Harvard law professor Charles Ogletree had the footage from 1990 and is shown presenting it to an audience after the 2008 election. "We hid this
during the 2008 campaign," Ogletree can be heard saying. "I don't care if they find it now."
Pollak and conservatives contend that the video is another example of Obama's history of chumminess with radicals, and the proof of the left's
continuing efforts to cover it up.
But as PBS' Andrew Golis noted, "there's nothing new about the clip or Obama's role in the controversy at Harvard Law School."
"In 2008, as a part of our quadrennial election special The Choice 2008," Golis wrote, "Frontline ran the same footage of the speech as a part of
an exploration of Obama's time at Harvard Law School, where he graduated in 1991. It's been online at our site and on YouTube since then." Golis
added that Frontline obtained the footage from the archives of WGBH, PBS' Boston affiliate. (More on the back story.)

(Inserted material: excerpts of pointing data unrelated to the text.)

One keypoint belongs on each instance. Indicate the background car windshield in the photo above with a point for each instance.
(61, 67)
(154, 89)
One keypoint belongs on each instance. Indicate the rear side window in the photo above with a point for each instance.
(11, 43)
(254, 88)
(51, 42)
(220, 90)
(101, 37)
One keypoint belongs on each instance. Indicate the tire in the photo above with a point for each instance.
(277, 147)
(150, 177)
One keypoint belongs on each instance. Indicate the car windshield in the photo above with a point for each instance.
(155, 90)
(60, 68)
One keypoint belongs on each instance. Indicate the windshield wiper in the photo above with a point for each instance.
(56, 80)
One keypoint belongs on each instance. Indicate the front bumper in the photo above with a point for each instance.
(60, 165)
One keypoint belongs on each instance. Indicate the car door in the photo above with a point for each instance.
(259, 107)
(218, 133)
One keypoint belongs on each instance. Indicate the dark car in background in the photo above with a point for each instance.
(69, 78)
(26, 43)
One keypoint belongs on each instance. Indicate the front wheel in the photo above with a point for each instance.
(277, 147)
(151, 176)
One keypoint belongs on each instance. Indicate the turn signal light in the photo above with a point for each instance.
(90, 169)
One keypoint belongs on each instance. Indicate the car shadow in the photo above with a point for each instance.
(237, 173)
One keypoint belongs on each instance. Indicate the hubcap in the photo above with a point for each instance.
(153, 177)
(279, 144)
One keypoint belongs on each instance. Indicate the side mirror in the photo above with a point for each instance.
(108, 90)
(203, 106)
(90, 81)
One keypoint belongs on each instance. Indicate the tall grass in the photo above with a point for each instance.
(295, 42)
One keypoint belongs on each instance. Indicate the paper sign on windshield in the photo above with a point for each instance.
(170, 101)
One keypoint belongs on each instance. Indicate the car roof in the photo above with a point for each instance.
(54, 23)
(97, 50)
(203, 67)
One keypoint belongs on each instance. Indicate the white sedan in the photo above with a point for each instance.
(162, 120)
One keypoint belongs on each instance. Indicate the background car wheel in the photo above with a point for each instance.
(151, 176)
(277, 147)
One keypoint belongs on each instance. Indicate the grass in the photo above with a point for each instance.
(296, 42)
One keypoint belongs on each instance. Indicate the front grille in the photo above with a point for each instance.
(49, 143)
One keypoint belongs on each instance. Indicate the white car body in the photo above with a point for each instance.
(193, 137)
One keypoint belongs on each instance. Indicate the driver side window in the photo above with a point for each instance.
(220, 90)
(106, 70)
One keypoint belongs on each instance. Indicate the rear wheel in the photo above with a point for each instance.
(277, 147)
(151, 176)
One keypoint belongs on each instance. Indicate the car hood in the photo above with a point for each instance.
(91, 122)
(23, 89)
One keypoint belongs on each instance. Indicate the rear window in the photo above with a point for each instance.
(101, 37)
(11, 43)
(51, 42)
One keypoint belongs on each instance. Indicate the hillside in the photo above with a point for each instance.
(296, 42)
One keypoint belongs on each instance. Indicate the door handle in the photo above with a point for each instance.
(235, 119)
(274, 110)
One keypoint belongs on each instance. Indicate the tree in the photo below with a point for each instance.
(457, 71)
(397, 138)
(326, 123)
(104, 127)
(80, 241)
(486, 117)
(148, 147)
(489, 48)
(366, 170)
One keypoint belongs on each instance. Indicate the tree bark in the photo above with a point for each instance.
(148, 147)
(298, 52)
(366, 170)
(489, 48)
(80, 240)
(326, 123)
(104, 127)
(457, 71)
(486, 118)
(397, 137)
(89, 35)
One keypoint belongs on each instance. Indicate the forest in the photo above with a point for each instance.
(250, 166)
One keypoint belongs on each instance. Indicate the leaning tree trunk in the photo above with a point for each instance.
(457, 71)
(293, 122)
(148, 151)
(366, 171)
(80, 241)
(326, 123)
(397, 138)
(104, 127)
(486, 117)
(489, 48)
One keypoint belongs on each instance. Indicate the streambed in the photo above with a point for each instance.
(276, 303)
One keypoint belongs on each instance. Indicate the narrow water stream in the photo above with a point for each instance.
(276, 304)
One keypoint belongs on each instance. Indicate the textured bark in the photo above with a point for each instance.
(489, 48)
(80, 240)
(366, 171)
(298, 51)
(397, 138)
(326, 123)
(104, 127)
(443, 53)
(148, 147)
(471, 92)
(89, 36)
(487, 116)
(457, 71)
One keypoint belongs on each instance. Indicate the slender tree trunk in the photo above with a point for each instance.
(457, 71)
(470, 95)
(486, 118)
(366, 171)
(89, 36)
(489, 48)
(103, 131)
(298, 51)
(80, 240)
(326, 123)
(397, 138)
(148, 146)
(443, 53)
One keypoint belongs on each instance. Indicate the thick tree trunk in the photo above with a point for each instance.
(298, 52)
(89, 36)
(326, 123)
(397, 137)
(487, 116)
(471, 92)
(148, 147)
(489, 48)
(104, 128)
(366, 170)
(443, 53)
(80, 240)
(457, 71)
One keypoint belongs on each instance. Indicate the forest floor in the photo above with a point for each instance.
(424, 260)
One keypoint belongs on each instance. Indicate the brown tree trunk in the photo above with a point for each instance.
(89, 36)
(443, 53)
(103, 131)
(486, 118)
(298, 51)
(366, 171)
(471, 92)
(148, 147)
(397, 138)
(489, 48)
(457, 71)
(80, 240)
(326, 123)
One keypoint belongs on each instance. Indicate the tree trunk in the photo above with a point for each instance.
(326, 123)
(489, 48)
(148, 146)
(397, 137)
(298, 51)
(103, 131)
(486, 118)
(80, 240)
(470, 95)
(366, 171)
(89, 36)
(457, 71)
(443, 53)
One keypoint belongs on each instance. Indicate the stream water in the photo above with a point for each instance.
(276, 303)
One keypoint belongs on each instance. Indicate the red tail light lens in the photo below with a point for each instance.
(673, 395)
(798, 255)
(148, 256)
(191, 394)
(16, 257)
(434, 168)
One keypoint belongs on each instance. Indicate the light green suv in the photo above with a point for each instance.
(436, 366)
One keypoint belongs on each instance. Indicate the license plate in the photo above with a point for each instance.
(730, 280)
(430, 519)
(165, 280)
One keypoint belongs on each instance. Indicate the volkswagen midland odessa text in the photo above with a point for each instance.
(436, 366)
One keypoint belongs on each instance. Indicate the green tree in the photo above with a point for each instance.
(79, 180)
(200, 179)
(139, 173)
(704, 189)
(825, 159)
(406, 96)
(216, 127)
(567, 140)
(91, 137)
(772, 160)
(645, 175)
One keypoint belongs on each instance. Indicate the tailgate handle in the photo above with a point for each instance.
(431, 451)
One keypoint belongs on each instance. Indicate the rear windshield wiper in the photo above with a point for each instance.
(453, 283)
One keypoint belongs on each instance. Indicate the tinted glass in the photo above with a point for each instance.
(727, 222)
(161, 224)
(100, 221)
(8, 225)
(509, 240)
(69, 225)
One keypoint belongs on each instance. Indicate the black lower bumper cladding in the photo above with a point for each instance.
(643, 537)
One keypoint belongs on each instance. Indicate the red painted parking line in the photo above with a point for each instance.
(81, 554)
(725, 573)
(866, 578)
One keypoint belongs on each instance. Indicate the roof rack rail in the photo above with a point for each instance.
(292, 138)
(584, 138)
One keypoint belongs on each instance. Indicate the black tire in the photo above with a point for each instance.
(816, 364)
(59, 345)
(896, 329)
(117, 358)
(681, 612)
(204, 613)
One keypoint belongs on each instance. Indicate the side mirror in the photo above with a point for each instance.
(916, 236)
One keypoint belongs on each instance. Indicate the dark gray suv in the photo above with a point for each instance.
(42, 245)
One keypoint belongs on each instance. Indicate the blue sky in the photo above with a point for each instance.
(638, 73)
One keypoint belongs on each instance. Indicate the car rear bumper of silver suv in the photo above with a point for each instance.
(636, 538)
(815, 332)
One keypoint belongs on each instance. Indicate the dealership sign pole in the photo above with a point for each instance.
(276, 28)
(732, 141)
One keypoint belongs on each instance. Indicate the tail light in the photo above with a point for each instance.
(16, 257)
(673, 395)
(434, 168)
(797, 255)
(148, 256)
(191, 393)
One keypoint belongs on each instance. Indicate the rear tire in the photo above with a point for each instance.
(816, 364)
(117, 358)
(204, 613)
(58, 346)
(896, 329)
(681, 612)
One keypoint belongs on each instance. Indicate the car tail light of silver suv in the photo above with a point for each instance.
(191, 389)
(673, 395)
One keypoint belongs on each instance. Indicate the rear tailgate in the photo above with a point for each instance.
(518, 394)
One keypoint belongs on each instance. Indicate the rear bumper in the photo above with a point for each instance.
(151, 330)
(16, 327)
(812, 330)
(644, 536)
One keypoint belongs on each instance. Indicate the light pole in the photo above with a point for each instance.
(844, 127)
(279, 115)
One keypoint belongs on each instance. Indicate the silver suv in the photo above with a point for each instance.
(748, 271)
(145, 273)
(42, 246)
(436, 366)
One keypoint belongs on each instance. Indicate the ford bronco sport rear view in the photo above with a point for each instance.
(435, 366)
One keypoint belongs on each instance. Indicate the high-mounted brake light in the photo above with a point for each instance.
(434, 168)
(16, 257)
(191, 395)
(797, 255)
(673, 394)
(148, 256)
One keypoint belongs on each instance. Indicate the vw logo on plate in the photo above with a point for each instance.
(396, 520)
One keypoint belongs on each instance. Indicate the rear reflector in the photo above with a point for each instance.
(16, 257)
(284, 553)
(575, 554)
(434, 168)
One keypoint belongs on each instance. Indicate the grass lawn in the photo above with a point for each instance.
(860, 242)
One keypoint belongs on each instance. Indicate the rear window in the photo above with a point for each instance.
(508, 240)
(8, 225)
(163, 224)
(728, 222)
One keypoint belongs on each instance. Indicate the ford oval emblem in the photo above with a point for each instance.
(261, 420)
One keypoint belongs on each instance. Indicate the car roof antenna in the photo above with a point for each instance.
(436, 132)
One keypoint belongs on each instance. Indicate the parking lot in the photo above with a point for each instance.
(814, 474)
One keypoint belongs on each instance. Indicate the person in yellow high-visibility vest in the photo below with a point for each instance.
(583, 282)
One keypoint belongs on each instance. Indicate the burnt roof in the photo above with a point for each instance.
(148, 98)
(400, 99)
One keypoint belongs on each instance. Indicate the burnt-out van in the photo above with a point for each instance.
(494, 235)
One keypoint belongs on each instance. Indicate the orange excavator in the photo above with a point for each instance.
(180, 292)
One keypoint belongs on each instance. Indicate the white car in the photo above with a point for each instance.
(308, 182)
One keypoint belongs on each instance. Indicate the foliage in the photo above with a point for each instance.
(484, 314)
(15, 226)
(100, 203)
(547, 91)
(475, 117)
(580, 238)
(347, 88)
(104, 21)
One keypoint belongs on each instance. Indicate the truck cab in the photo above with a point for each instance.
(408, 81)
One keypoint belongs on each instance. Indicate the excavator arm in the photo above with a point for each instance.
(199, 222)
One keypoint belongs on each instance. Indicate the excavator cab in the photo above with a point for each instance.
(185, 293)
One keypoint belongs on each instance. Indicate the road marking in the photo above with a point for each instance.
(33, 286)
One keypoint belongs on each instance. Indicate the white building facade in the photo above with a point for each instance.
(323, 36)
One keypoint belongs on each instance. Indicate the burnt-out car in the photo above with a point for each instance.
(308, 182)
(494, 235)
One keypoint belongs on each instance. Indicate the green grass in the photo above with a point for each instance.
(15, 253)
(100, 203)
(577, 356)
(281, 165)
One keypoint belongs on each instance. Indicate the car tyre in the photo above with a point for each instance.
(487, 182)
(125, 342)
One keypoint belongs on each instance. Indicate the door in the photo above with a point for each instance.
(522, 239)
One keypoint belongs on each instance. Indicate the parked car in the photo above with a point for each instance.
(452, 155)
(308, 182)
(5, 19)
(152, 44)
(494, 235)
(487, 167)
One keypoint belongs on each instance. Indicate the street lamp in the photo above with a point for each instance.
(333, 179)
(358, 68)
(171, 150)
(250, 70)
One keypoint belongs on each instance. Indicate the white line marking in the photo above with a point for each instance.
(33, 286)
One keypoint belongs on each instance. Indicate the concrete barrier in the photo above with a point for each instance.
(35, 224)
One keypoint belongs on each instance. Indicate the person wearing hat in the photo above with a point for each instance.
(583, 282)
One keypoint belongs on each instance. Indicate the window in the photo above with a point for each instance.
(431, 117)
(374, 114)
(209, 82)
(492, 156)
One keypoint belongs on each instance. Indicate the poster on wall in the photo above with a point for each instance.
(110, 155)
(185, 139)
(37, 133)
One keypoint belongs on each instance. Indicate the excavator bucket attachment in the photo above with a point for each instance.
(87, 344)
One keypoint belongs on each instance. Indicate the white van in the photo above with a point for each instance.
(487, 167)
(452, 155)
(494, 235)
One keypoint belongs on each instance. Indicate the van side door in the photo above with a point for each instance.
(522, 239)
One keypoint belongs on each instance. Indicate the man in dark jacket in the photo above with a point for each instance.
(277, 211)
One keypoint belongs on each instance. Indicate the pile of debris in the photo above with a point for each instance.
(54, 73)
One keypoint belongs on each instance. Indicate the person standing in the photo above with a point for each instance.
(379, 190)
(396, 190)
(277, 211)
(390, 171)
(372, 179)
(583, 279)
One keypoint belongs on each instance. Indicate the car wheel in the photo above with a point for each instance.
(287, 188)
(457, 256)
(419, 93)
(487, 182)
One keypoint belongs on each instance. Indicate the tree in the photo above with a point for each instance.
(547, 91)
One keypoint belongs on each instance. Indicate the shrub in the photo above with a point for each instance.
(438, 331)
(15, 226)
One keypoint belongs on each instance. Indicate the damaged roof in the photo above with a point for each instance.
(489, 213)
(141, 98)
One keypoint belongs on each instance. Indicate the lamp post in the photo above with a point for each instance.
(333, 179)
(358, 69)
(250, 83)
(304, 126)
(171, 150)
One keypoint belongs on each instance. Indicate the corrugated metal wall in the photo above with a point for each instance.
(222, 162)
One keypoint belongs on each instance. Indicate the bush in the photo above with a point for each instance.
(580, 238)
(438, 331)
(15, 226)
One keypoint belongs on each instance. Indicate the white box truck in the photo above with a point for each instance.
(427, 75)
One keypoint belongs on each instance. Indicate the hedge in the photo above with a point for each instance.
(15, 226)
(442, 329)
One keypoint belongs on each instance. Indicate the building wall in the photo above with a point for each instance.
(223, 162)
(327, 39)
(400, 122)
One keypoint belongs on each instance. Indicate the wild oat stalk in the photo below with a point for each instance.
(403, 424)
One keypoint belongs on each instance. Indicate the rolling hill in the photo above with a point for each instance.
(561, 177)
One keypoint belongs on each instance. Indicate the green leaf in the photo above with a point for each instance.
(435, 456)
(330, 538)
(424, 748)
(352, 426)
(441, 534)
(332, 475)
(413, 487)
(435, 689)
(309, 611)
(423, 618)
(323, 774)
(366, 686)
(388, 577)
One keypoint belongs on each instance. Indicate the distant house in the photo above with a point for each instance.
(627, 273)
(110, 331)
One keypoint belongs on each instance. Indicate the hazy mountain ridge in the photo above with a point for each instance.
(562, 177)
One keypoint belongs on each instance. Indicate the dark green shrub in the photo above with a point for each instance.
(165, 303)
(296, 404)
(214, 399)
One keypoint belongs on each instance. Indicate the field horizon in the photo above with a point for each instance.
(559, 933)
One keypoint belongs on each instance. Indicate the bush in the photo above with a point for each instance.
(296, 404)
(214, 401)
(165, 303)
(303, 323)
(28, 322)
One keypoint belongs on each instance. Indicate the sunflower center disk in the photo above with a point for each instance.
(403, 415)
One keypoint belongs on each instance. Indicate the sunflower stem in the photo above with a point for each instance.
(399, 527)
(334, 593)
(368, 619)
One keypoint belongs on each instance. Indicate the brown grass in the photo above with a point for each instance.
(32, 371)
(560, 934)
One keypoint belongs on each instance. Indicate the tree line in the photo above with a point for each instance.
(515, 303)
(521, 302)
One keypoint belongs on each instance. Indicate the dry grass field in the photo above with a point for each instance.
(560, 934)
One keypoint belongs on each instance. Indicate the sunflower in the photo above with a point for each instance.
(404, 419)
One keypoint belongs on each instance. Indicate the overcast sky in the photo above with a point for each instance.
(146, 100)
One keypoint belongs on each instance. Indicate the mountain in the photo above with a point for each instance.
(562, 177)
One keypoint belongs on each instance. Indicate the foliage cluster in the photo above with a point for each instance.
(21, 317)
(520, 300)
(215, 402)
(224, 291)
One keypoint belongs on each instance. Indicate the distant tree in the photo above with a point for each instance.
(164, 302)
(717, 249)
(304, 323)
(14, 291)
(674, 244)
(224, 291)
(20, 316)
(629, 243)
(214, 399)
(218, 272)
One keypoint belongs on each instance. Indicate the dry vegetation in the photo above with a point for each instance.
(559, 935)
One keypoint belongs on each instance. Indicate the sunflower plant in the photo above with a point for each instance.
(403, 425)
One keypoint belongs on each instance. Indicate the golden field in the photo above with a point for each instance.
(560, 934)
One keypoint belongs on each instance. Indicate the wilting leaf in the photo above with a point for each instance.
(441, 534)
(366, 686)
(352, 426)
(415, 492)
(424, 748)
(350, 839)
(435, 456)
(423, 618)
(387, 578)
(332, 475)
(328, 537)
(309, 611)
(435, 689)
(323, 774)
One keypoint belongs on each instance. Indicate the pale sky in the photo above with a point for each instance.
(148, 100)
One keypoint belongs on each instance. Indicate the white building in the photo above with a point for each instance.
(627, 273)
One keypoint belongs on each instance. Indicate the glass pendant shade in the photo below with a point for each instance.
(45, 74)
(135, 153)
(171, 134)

"Is that it?" Soledad O'Brien asked Pollak in an interview on Thursday morning. "What part of that was the bombshell? Because I missed it."
Pollack responded: "The bombshell is the revelation of the relationship between Obama and Derrick Bell ... [Derrick Bell] passed away last year, but
during his lifetime he developed a theory called critical race theory, which holds that the Civil Rights movement was a sham and that white supremacy
is the order and it must be overthrown."
The interview quickly devolved into an argument over the definition of critical race theory, with Jay Thomas, a Sirius radio host and a panelist on
O'Brien's show, jumping into the fray.
"Can I say something as a white person?" Thomas asked Pollak. "What are you frightened of? Are you frightened that some black people are going to
do something to you? ... What do you think Barack Obama's going to do? Is there a secret black movement that's going to start killing white
people?"
The conversation got worse from there. "I'm glad you played the racism card," Pollak fired back. "You've accused me of being a racist. You've
accused me of being afraid of black people. And it doesn't deserve a response. But let me respond anyway. I'm not afraid black people are going to
be violent and take over the country. What I'm pointing out is that there's a pattern in Barack Obama's associations with Derrick Bell, with
Reverend Wright, and it carries over into his governance because his Justice Department won't treat black civil rights violators the same way it
treats white civil rights violators."
Journalists took to Twitter to poke fun at the controversy. "Breitbart's CPAC speech = Lana Del Ray's 'Video Games' video," Slate's Dave Weigel
wrote on Twitter. "Actual Obama tape = Lana Del Ray on 'SNL.'"
On CNN, Pollak promised more footage and more bombshells from Breitbart's archives. "This is the beginning of a vetting process that begins
with Andrew Breitbart's probe into Barack Obama's time in Chicago and will continue," he said.